Die Verbraucherzentrale Bayern hat sich die neuen Produkte genauer angeschaut. Das Ergebnis einer aktuellen Stichprobe fällt ernüchternd aus: Der Nutzen der sogenannten High-Fiber-Drinks sei gering, viele Werbeaussagen seien wissenschaftlich nicht belegt und daher EU-rechtlich nicht zulässig, wie die Verbraucherzentrale Bayern in einer Pressemitteilung erklärt.
Ballaststoff-Limos im Check: Was steckt wirklich in den teuren Trend-Getränken?
Den untersuchten Limonaden werden Ballaststoffe wie Inulin, Dextrine oder Akazienfasern zugesetzt. Eine Dose liefere im Schnitt rund sieben Gramm Ballaststoffe, so die Verbraucherzentrale Bayern. Die Deutsche Gesellschaft für Ernährung empfiehlt Erwachsenen mindestens 30 Gramm Ballaststoffe pro Tag - tatsächlich nehmen die meisten Menschen in Deutschland nur etwa die Hälfte davon auf.
Am meisten Ballaststoffe enthalte das Getränk "MoreFizi Orange Flavour" mit zehn Gramm pro 330-Milliliter-Dose, heißt es in der Mitteilung. Eine 0,5-Liter-Flasche "Gerolsteiner Flow Limette und Ingwer" liefere rund neun Gramm. Andere Produkte lägen deutlich darunter: "Braineffect Daily Gut Limo" komme mit knapp vier Gramm pro Portion auf vergleichsweise wenig Ballaststoffe.
Neben Ballaststoffen setzen einige Hersteller laut der Verbraucherzentrale Bayern auf weitere Zutaten, die einen zusätzlichen Nutzen vermitteln sollen. Drei Produkte enthielten Apfelessig, andere setzten auf Bakterienkulturen oder zugesetzte Vitamine und Mineralstoffe. Eine verdauungsfördernde Wirkung von Apfelessig sei allerdings wissenschaftlich nicht belegt.

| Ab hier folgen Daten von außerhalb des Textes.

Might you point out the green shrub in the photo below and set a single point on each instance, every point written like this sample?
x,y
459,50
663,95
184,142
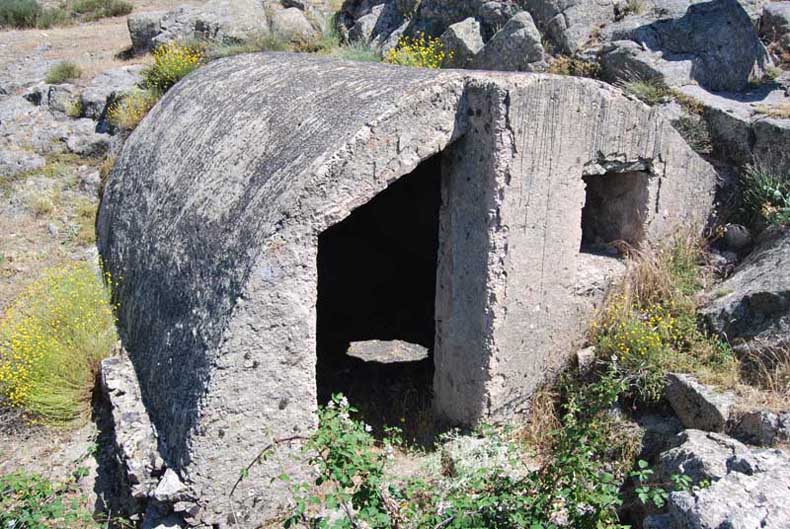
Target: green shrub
x,y
487,484
62,72
29,14
421,51
356,51
766,197
172,62
695,131
129,110
53,16
19,13
96,9
30,501
52,339
648,325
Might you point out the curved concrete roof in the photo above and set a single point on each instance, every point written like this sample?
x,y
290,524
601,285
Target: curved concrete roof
x,y
210,218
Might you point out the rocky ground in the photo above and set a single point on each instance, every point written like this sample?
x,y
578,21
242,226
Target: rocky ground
x,y
735,103
49,184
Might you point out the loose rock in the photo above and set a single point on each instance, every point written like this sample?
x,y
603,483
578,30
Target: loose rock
x,y
697,405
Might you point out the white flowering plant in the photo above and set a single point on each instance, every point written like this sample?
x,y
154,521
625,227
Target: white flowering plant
x,y
350,477
478,480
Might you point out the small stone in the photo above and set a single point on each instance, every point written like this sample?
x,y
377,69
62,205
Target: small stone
x,y
170,488
763,428
387,351
705,456
697,405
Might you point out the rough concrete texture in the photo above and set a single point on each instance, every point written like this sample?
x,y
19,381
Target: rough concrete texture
x,y
212,214
134,435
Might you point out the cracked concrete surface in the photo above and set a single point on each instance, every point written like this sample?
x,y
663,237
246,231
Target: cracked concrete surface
x,y
212,215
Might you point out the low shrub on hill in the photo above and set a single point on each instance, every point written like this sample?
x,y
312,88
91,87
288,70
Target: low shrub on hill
x,y
172,62
30,13
30,501
96,9
766,197
421,51
19,13
129,110
648,326
52,338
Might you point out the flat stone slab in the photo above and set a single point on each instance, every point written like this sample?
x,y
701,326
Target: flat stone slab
x,y
387,351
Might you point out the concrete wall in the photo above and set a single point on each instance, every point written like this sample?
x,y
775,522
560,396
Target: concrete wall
x,y
212,214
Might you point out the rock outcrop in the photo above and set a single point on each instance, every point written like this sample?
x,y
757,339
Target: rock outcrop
x,y
753,311
697,405
225,22
735,486
688,47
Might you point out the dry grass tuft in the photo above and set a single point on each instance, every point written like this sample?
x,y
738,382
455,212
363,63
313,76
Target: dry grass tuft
x,y
52,338
543,420
780,111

Gesundheitsversprechen oft nicht zulässig: Verbraucherzentrale warnt vor Irreführung
Besonders kritisch bewertet die Verbraucherzentrale Bayern die gesundheitsbezogenen Angaben auf den Produkten. Diese entsprächen zum Teil nicht den Anforderungen der europäischen Health-Claims-Verordnung. Aussagen mit gesundheitlichem Bezug dürften in der EU nur verwendet werden, wenn sie wissenschaftlich belegt und zugelassen seien. Einige Angaben seien bereits nach Kritik der Verbraucherzentralen angepasst oder zurückgenommen worden. Auch bei anderen Lebensmitteln wird immer wieder mit irreführenden Angaben und dreisten Mogelpackungen getrickst.

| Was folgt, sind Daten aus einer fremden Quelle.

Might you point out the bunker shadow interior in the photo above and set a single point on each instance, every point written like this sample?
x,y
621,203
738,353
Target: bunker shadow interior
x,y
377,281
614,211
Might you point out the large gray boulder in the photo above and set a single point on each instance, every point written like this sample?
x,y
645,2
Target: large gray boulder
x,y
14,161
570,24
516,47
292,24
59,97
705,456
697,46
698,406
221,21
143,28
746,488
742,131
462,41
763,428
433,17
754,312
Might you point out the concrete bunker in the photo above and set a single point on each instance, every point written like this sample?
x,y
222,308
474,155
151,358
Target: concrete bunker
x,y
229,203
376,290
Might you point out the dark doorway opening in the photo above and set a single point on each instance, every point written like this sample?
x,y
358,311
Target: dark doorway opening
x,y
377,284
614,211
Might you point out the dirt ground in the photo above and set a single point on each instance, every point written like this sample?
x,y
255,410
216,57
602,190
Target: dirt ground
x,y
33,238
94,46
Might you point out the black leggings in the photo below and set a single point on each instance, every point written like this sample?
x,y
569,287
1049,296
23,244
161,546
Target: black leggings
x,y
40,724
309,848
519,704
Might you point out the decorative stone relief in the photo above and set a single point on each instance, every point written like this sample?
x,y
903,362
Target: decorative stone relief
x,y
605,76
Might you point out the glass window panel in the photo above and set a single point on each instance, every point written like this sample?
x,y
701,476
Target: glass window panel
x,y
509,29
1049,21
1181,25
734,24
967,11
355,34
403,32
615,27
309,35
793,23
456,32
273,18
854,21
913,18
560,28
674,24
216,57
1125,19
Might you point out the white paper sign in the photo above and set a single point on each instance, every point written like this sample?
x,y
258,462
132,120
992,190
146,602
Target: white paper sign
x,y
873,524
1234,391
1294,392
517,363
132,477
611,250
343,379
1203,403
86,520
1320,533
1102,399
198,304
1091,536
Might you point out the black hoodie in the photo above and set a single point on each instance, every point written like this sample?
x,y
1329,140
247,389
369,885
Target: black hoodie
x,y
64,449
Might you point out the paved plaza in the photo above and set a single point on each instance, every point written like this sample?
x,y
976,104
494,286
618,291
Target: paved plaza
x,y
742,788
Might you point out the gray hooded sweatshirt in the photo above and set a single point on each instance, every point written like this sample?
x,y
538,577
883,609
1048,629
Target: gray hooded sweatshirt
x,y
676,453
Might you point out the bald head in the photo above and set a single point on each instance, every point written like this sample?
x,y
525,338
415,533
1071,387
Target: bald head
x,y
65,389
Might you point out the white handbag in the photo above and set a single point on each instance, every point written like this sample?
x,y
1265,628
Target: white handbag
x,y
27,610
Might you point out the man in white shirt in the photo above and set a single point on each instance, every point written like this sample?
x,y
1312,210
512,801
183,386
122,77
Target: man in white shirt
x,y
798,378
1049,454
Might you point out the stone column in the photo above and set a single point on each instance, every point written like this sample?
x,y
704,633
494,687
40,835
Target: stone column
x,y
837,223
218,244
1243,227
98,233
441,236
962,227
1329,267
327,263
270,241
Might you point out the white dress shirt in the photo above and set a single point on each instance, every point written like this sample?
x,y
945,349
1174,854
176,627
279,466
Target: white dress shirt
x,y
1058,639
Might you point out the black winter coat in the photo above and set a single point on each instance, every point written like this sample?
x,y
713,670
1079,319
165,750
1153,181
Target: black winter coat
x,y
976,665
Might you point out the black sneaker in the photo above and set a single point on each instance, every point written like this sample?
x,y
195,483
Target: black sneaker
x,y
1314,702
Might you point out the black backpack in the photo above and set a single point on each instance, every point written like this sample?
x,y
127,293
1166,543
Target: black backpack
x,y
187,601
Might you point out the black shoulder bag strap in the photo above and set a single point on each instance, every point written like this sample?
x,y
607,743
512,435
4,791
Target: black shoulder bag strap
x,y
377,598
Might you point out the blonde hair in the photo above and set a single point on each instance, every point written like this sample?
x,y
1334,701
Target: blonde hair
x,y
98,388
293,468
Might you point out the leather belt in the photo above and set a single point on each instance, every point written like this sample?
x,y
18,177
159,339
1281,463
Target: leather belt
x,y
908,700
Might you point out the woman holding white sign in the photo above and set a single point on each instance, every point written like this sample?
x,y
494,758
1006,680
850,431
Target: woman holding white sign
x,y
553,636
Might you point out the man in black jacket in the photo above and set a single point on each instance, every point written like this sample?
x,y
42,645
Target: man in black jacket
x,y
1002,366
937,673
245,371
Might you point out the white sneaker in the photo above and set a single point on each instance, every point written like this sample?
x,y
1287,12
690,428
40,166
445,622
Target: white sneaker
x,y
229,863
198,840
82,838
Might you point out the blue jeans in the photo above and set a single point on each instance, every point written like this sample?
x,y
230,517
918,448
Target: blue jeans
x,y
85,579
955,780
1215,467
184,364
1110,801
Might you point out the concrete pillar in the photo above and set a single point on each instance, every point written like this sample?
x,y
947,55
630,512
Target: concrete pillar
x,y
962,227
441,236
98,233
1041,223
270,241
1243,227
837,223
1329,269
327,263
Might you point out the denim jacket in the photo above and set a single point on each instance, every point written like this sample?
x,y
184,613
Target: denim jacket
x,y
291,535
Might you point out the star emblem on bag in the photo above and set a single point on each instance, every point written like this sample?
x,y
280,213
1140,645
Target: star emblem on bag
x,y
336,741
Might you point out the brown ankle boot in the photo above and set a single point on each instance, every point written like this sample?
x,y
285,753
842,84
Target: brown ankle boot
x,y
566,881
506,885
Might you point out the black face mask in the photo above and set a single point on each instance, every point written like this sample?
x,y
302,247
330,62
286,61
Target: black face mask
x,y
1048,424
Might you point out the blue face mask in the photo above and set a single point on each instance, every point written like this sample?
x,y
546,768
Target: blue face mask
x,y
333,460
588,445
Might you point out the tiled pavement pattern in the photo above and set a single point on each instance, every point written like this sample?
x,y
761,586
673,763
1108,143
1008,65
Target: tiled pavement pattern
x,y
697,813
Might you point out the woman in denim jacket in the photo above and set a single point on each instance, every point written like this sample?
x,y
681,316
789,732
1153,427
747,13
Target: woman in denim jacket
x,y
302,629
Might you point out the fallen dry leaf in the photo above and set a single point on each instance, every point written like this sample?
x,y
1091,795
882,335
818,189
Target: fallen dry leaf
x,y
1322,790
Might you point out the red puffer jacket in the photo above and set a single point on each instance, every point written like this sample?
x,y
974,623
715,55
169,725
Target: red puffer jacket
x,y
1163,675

Zudem stelle sich die Frage, ob zugesetzte Ballaststoffe in flüssiger Form tatsächlich dieselben Eigenschaften hätten wie Ballaststoffe in festen Lebensmitteln, so die Verbraucherschützer. Dazu gebe es bislang keine wissenschaftlichen Daten. Anders als bei Vollkornprodukten, Obst oder Gemüse fehlten in den Getränken weitere wertvolle Inhaltsstoffe wie Vitamine, Mineralstoffe und sekundäre Pflanzenstoffe.

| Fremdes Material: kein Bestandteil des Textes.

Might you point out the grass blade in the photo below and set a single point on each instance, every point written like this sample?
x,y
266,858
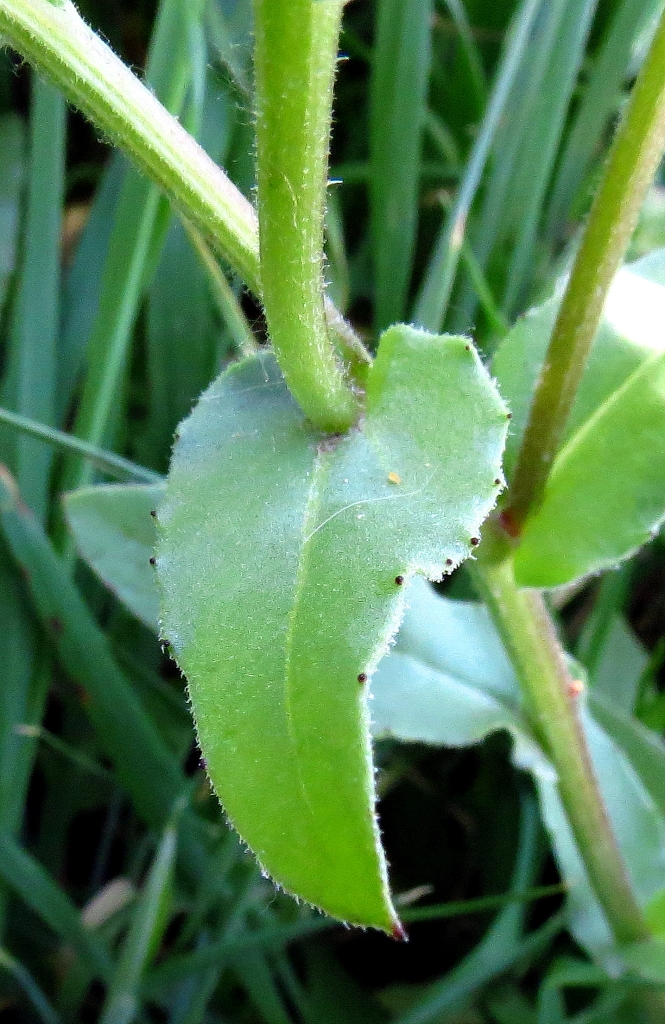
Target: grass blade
x,y
433,296
32,372
144,935
546,121
399,100
35,887
108,462
600,100
150,774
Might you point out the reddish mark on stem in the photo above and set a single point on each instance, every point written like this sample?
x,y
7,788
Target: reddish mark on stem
x,y
508,524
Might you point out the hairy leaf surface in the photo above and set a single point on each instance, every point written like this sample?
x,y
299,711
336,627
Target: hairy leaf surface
x,y
115,534
284,560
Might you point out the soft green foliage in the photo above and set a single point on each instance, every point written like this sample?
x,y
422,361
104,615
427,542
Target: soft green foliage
x,y
115,534
327,524
468,138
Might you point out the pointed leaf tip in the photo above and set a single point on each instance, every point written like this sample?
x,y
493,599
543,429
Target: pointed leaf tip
x,y
279,560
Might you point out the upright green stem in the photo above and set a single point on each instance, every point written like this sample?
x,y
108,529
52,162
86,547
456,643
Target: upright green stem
x,y
551,696
295,58
632,163
57,41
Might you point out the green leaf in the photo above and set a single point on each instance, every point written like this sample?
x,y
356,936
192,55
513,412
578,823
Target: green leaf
x,y
606,494
279,560
446,683
115,534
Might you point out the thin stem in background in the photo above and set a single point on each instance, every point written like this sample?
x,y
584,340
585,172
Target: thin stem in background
x,y
551,696
295,58
633,159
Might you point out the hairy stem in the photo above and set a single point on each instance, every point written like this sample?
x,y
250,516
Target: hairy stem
x,y
295,58
633,159
57,41
552,696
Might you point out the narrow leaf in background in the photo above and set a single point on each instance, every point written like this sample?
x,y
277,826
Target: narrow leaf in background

Hinzu kommt der Preis: Mit durchschnittlich etwa fünf Euro pro Liter kosten die Produkte laut der Verbraucherzentrale Bayern ein Vielfaches von herkömmlichen Softdrinks oder Mineralwasser. Wer seine Ballaststoffzufuhr verbessern möchte, sollte stattdessen auf natürliche Lebensmittel wie Vollkornprodukte, Hülsenfrüchte, Obst und Gemüse setzen. Auch einfache Tricks im Alltag können helfen, mehr Ballaststoffe aufzunehmen. Die High-Fiber-Drinks seien "vor allem ein Marketingprodukt - mit hohem Preis, teils unzulässigen Gesundheitsversprechen und fragwürdigem Nutzen", so das Fazit der Verbraucherzentrale Bayern. Grundsätzlich zeigt sich immer wieder, dass Supermärkte bei der Bewerbung von Lebensmitteln in der Kritik stehen.